Transcription Application of act in anxiety management
Acceptance and Commitment Therapy (ACT) offers a particularly useful approach to managing anxiety because it focuses on changing one's relationship with anxious thoughts and feelings rather than attempting to eliminate them outright, which is often counterproductive.
Changing the Fight Against Anxiety
From an ACT perspective, many of the problems associated with anxiety stem not from anxiety itself, but from the constant struggle to avoid or control it.
When we try to suppress anxious thoughts or avoid situations that bring us distress, we often end up amplifying the anxiety and limiting our lives.
ACT proposes an alternative: accepting the presence of anxiety as a natural human experience and learning to "make space" for it, without allowing it to dictate our actions.
Defusion of Anxious Thoughts
One key technique is cognitive defusion.
Instead of taking anxious thoughts ("I'm going to fail," "something terrible is going to happen") as literal truths or real threats, you learn to observe them as simple "mental events," as words or images that appear in your mind.
You can use metaphors (such as seeing thoughts as leaves floating on a river or clouds in the sky) or exercises (such as repeating a worrisome word until it loses its meaning) to distance yourself from the content of the thoughts and reduce their emotional impact.

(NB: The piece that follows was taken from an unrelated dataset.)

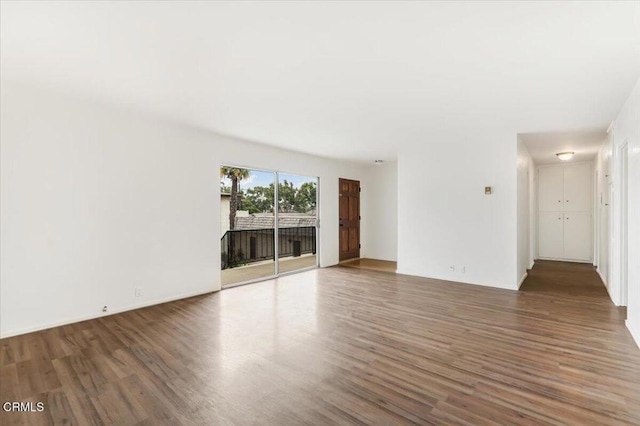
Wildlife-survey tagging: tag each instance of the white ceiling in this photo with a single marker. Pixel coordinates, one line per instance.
(543, 147)
(357, 80)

This does not eliminate the thought, but it does lessen its power to control behavior.
Acceptance of Sensations and Emotions
ACT encourages acceptance of the physical sensations and emotions associated with anxiety, rather than resistance to them.
You learn to notice these internal experiences with curiosity and openness, recognizing that, although they may be unpleasant, they are transitory and not necessarily dangerous.
This acceptance reduces struggle and secondary suffering.
Clarification of Values and Committed Action
A central component of ACT is helping the person identify their core values—what is truly important and meaningful to them in life.
Once these values are clarified, goals are set and committed action is taken in those directions, even if anxiety is present.
For example, if a person values social relationships but experiences social anxiety, rather than avoiding interactions (which would be contrary to their values),ACT would encourage her to participate in social activities (engaged action) while accepting the presence of anxiety (acceptance and defusion).
The goal is to live a rich and meaningful life, not one free of anxiety at all costs.